Texto adaptado de “Diferença e desigualdade”. In: “Coleção Explorando o Ensino – Sociologia – Volume 15. Brasília: Ministério da Educação, 2010.”
Como lidar com a diferença: etnocentrismo e relativismo cultural Tomando como ponto de partida as relações sociais, o objeto central para o entendimento das diferenças é o ser humano no interior de suas interações. A característica mais importante da diferença, e talvez a mais difícil de perceber, é que ela nunca é natural, isto é, não é uma coisa dada, a priori, mas sempre socialmente construída. Ela resulta do processo social de atribuição de identidades individuais e grupais. Quando um indivíduo ou um grupo humano se distingue de outro, atribui a si próprio e/ou ao outro, determinadas características que o diferenciam entre o eu e ele ou nós e eles. Cada um é identificado por outrem, mas pode recusar essa identificação e se definir de outra forma. Nos dois casos, a identificação utiliza categorias socialmente disponíveis e mais ou menos legítimas em níveis diferentes (designações oficiais de Estado, denominações étnicas, regionais, profissionais, até mesmo idiossincrasias diversas...) (DUBAR, 2005, p. 137).

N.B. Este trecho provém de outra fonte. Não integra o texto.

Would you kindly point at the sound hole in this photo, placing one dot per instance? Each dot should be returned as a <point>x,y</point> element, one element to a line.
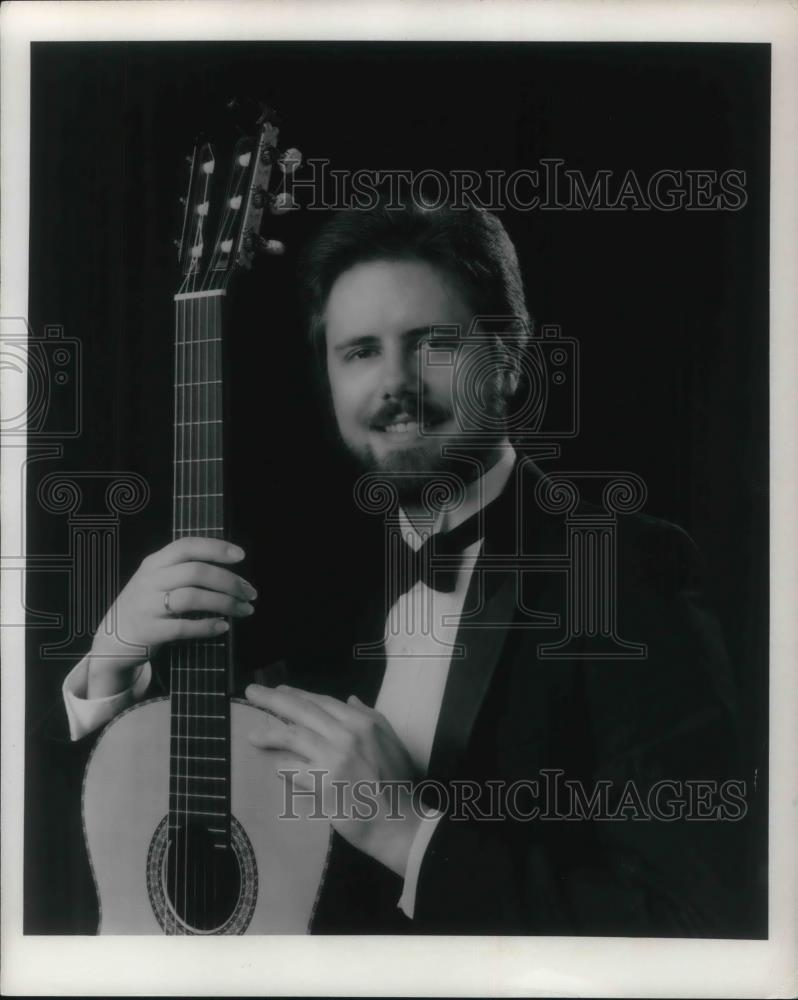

O que permite classificar alguém como membro de um grupo, de uma categoria, de uma classe é, portanto, um construto, cujos elementos são dados por aquilo que o indivíduo ou o grupo seleciona como base para a categorização. A diferença é orientada ora pela natureza, ora pela cultura. No primeiro caso, ela se refere a todos os aspectos físicos e psicológicos associados a características observáveis nos seres humanos, que se referem ao fenótipo (altura, peso, cor da pele, tipo de cabelo, formato dos olhos, do nariz, da boca etc.) e ao perfil psíquico (disposição, atitude, humor, entre outros). No segundo caso, refere-se a todos os aspectos do comportamento associados às práticas culturais, aos hábitos alimentares, às maneiras de se vestir, de comer, de andar, de falar, de se portar diante dos outros, às crenças religiosas e espirituais e aos valores morais. A forma como lidamos com as diferenças, em algumas situações, tende a ser etnocêntrica, ou seja, ela é dada em relação ao ponto de vista de quem vê. O parâmetro para determinar a diferença e classificar o diferente é, portanto, incapaz de escapar às
malhas da própria cultura. Por essa razão, tudo aquilo que é diferente do que conhecemos ou estamos habituados é estranho, bizarro, irracional ou até mesmo imoral, dependendo de como nos defrontamos com a diferença ou da maneira como ela nos é apresentada. O etnocentrismo – o julgamento com base na própria cultura – costuma ser nocivo à análise sociológica. Daí o recurso metodológico do estranhamento, a atitude de redirecionar o olhar de forma a tornar estranho aquilo que é familiar ou para o qual não há necessidade de explicação, por ser cotidiano, trivial, normal. A atitude de estranhamento, entretanto, não deve ser “contaminada” por juízos de valor ou estereótipos - crenças e ideologias das pessoas que atribuem aos outros características que nem sempre refletem a forma como estes se reconhecem. Este estranhamento deve, outrossim, guiar-se pelo distanciamento em relação aos próprios valores e modos de pensar e agir. Abre-se, portanto, a possibilidade de se colocar no lugar do outro e de entender como ele pensa, age e se comporta. A isso denominamos relativismo cultural. Deste modo, em nossa convivência com os outros, devemos tentar compreender cada cultura na sua particularidade. Este tipo de perspectiva é uma “chave metodológica” para a compreensão do outro na sua singularidade. O relativismo cultural implica no fato de que não podemos estudar um elemento de uma cultura senão pelos seus próprios princípios. A compreensão de um fato deve implicar a sua contextualização numa determinada cultura, ou seja, uma determinada sociedade deve ser compreendida em relação a seus próprios costumes e traços culturais.